On April 17, 2023, the Court instructed the parties to talk to each other about their disputes so that a follow-up call with the Court (set for April 21, 2023) would be more productive than the prior call. On April 21, 2023, a few hours before the set call, the parties submitted a stipulation requesting the April 21 call be delayed. After further inquiries, it became clear that, in the five days after the Court directed the parties to TALK, they did not do so. The Court intended to address that during the April 21 call, but no counsel appeared for the call (notwithstanding that the Court had not granted the request for a delay). THEREFORE, IT IS HEREBY ORDERED that, should the parties not inform the Court that they have resolved their dispute in full by Tuesday April 25, 2023, lead trial counsel SHALL appear in person in Courtroom 4A on April 26, 2023 at 3:00 p.m. ORDERED by Judge Maryellen Noreika on 4/21/2023.

Judge Noreika previously indicated frustration with the magnitude of this particular discovery dispute (on search methods to find responsive documents), so the parties were on thin ice long before this order.

Ordering parties to meet in-person is becoming a popular tool, used by both Judge Noreika and Judge Connolly to solve inadequate meet-and-confers over claim terms. Could we see more orders requiring counsel to appear in person, either to prove adequacy of meet-and-confer efforts or to resolve discovery disputes with the Court? If so, discovery disputes could become potentially more expensive, burdensome, and may decrease in number. Time will tell.

Why Did This Happen?

The parties likely wanted to avoid criticism from the Court for not "TALK[ing]" as ordered, but ultimately made the resulting reproval far worse.

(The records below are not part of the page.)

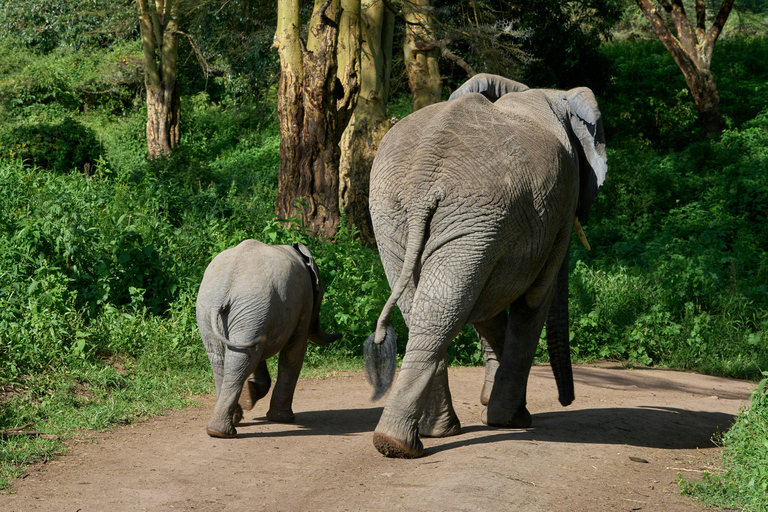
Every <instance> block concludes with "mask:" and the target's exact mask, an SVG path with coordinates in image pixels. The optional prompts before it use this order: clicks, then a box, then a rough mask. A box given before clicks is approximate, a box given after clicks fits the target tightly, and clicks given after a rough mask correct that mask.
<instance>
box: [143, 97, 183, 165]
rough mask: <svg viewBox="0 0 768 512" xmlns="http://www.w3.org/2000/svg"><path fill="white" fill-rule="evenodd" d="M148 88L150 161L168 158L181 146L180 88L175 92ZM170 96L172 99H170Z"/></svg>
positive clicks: (180, 105) (148, 146)
mask: <svg viewBox="0 0 768 512" xmlns="http://www.w3.org/2000/svg"><path fill="white" fill-rule="evenodd" d="M146 86H147V156H148V158H149V159H150V160H154V159H155V158H158V157H163V156H168V155H170V154H171V149H173V148H175V147H177V146H178V145H179V111H180V109H181V100H180V99H179V91H178V86H176V87H174V88H173V91H171V92H170V94H169V92H168V91H166V90H165V89H164V88H162V87H153V86H152V84H146ZM169 96H170V98H169Z"/></svg>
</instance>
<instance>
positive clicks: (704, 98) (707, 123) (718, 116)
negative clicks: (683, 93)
mask: <svg viewBox="0 0 768 512" xmlns="http://www.w3.org/2000/svg"><path fill="white" fill-rule="evenodd" d="M673 56H674V54H673ZM675 61H676V62H677V65H678V66H679V67H680V69H681V70H682V72H683V75H684V76H685V83H686V84H688V89H690V91H691V95H692V96H693V101H694V103H696V108H697V109H698V111H699V124H700V126H701V134H702V136H703V137H705V138H708V137H711V136H712V135H715V134H717V133H720V132H722V131H723V130H724V129H725V120H724V119H723V114H722V113H721V112H720V93H719V92H717V85H716V84H715V79H714V77H713V76H712V71H710V69H709V63H705V62H701V61H700V62H691V61H690V60H688V59H684V58H681V59H680V60H679V61H678V59H675ZM683 61H687V62H685V63H681V62H683Z"/></svg>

Was this an example of mutual oversight that the stipulation had not been granted, or a rare case of prisoners' dilemma in which both sides agreed not to appear? The latter is doubtful. While stipulations are typically granted, they are not effective until they are formally ordered by the Court. Had either of the parties' counsel joined the call "just in case" after the Court did not grant the stipulation, it would only have helped them—especially if the other side failed to take the same precaution. More likely, the parties just assumed it would be granted after the fact, or that it was effective even if it hadn't been granted.

This order serves as a reminder to double-check the docket and verify the Court's approval before acting (or failing to act) based on a stipulated extension!